Following the 2005 hurricane season, Congress passed the Post-Katrina Emergency Management Reform Act of 2006 which required FEMA to lead and support the nation in a comprehensive emergency management system of preparedness, protection, response, recovery, and mitigation. It further required FEMA to develop an efficient, transparent, and flexible logistics system for procurement and delivery of goods and services during disasters, and to improve the information technology IT systems that support FEMA’s logistics activities.
But as the IG’s “Status Report on Open Recommendations to DHS Components” found
regarding contracts between FEMA, the Red Cross, and Corporate Lodging Consultants to provide hurricane evacuees with temporary housing, the program was riddled with problems.
“The American Red Cross and the consultants did not always follow procedures authorized by FEMA for determining evacuee eligibility or require hotels and motels to follow standard industry protocols,” the report stated said. “Billed room rates were greater than published rates. Definitive proof of occupancy prior to authorizing payments was not required. From our judgmental sample of 3,000 evacuees, we questioned costs of $3.4 million.”

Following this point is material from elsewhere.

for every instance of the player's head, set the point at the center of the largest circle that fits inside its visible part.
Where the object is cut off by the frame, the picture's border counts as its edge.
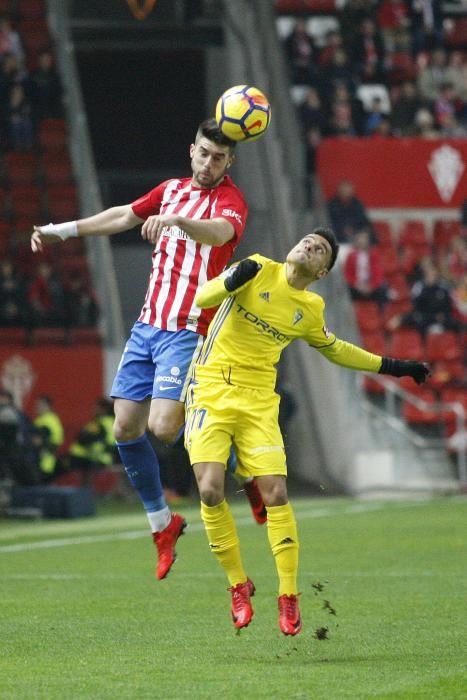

In May 2007, GAO reported that FEMA should address five areas of logistics management for an effective logistics system:
Requirements – FEMA did not have operation plans to address disaster scenarios, nor did it have detailed information on states’ capabilities and resources;
Inventory Management – FEMA’s ability to track supplies in-transit was limited;
Facilities – FEMA had little assurance that it maintained the right number of facilities in the right places;
Distribution – Problems included poor transportation planning, unreliable contractors, and lack of distribution sites; and
People – Human capital issues were pervasive, including in the logistics area
GAO noted FEMA was taking many actions to transition its logistics program to be more proactive, flexible, and responsive, but that it would be several years before these areas were fully implemented and operational.